Aye, our little 2 kVA diesel is just a tad noisey but rather than than no heat in the middle of winter and ice has brought the lines down.

Uur set burns about a litre of (red) diesel per hour, so approx

80p/hour. A litre of diesel contains about 10 kWhr of energy. I doubt our peak load is a kW so overall efficiency is
Reply to
Dave Liquorice

It's always been obvious that renewables + energy storage would be pretty nifty, but without storage not a lot of good.

Just possibly, by pushing it all down to the individual level, something can be done to improve the situation before Putin (or whoever) turns off the taps.

NiFe anyone?

I see a lot of firewood logs stacked in city centre basements; maybe some think a problem is already developing.

You can exist (I won't say live) with 4 watt LED lamps turned on only when a sensor detects a human presence in the room, you can look at the internet via a Raspberry PI and a tablet, and two or three layers of clothing and a cap on your head will allow existence without heating. (Your wife will leave you for someone with more purchasing power, but a

40 watt electric blanket will make up for the heat loss at least, while other expenses might even decrease :-).
Reply to
Windmill

That sounds about right to me.

I'd hope to be paying the lower figure for a 4 pole 1500rpm 50Hz generator head.

I've got a suitable basement location.

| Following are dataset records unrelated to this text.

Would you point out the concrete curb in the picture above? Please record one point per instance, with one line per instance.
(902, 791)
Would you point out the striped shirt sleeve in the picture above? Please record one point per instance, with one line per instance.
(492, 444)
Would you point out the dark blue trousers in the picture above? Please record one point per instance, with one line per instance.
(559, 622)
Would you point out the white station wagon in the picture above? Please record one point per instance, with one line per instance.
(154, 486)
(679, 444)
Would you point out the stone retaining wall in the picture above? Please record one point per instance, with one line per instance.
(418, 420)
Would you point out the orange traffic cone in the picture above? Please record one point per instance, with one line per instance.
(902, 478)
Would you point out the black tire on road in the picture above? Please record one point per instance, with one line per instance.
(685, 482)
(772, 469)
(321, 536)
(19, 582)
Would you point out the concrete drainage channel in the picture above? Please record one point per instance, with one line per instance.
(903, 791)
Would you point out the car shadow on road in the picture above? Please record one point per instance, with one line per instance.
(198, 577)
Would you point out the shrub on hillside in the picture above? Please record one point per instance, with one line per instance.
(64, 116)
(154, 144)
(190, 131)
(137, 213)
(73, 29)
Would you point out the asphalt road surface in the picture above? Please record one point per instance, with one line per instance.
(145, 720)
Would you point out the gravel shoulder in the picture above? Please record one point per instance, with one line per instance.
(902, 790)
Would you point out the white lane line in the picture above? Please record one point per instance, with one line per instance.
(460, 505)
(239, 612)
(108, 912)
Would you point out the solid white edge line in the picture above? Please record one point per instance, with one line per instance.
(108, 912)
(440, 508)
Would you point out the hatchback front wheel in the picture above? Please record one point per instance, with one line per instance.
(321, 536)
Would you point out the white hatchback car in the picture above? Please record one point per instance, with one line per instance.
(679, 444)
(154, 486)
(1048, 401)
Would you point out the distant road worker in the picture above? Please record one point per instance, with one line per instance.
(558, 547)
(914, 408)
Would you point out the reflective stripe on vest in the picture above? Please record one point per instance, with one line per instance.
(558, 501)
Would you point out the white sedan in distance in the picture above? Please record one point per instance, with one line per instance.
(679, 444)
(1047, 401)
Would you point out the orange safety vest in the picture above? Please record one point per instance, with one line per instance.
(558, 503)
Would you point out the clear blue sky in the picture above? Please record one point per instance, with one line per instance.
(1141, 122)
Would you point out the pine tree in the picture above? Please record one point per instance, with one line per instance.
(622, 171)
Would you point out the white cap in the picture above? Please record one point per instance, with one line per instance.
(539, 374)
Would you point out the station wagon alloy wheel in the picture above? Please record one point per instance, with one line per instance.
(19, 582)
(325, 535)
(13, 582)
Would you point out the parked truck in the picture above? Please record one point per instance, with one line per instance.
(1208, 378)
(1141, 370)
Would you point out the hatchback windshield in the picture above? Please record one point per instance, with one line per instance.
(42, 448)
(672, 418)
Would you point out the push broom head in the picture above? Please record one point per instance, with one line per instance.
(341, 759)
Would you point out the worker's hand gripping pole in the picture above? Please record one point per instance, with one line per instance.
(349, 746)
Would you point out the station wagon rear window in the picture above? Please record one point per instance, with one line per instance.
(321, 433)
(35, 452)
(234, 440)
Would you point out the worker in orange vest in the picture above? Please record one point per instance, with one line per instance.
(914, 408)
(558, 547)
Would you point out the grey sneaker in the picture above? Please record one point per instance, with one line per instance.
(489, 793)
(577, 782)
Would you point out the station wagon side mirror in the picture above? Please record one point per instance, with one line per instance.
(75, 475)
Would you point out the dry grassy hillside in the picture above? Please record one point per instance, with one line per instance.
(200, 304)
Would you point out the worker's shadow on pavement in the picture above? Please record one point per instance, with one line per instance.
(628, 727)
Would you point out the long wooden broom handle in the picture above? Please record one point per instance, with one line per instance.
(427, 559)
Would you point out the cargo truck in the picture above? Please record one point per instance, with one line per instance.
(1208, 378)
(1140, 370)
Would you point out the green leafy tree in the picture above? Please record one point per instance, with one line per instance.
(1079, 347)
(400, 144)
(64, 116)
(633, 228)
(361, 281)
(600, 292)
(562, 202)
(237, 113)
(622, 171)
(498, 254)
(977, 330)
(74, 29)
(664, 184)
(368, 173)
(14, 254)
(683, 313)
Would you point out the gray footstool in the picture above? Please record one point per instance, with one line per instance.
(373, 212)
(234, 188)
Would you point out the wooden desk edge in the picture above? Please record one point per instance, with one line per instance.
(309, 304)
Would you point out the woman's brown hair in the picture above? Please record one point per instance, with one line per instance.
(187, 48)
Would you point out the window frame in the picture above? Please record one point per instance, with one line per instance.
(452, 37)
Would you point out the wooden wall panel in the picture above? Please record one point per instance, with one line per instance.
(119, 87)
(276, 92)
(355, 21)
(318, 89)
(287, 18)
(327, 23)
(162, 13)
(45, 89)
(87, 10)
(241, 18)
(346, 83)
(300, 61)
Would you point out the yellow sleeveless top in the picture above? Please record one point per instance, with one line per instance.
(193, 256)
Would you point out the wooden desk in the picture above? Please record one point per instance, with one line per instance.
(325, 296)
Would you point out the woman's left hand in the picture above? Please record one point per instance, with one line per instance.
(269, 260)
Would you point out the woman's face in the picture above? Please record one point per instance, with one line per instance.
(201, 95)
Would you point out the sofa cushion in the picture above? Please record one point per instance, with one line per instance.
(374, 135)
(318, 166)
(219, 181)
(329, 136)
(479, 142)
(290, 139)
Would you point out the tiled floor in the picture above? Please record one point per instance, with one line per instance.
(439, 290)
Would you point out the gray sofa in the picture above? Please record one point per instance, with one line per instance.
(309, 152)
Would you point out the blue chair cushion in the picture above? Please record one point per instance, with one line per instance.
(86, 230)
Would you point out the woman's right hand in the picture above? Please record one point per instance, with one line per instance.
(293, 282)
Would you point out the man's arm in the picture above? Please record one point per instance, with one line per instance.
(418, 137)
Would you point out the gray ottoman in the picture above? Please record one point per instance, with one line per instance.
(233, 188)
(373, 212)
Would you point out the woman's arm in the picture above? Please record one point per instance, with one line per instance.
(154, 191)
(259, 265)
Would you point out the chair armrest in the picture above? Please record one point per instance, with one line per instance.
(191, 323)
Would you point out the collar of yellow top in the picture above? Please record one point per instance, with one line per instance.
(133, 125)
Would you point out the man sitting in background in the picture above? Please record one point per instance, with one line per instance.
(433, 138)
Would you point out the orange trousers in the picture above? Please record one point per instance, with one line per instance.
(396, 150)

It's where the existing Mexico Super 100 boiler lives at the moment. Obviously, I'm planning on running the engine at a nice sedate pace of1500 rpm inside a suitable soundproofed enclosure. It's literally only meant to replace the function of the original boiler. The 20% surplus electricity is going to be dumped into the mains supply connection.

Basically I'm turning the current boiler's 79.2% efficiency (20.8% loss) into high value electric energy (turning the efficiency equation on its head so to speak).

There'd be no sense at all in running a micro CHP generator _without_ a connection to the grid otherwise you're going to have a problem storing all that surplus electrical energy - the grid makes an excellent storage facility.

From the viewpoint of the PSUs, it's far less problematic than home PV generation since it contributes to the grid during peak demand periods rather than during low demand periods. The mains gas consumption remains pretty well unchanged eliminating the "Robbing Peter to pay Paul" factor.

I expect this type of co-generation would be favoured the most by the PSUs but they don't have any say in this and it seems the eco green bollocks has decreed that the FIT rates be the least favourable of the lot for CHP.

Reply to
Johny B Good

Isn't 2kW the maximum size for CHP?

You don't expect to be allowed to DIY install this "CHP" generator and get the FIT payments, do you?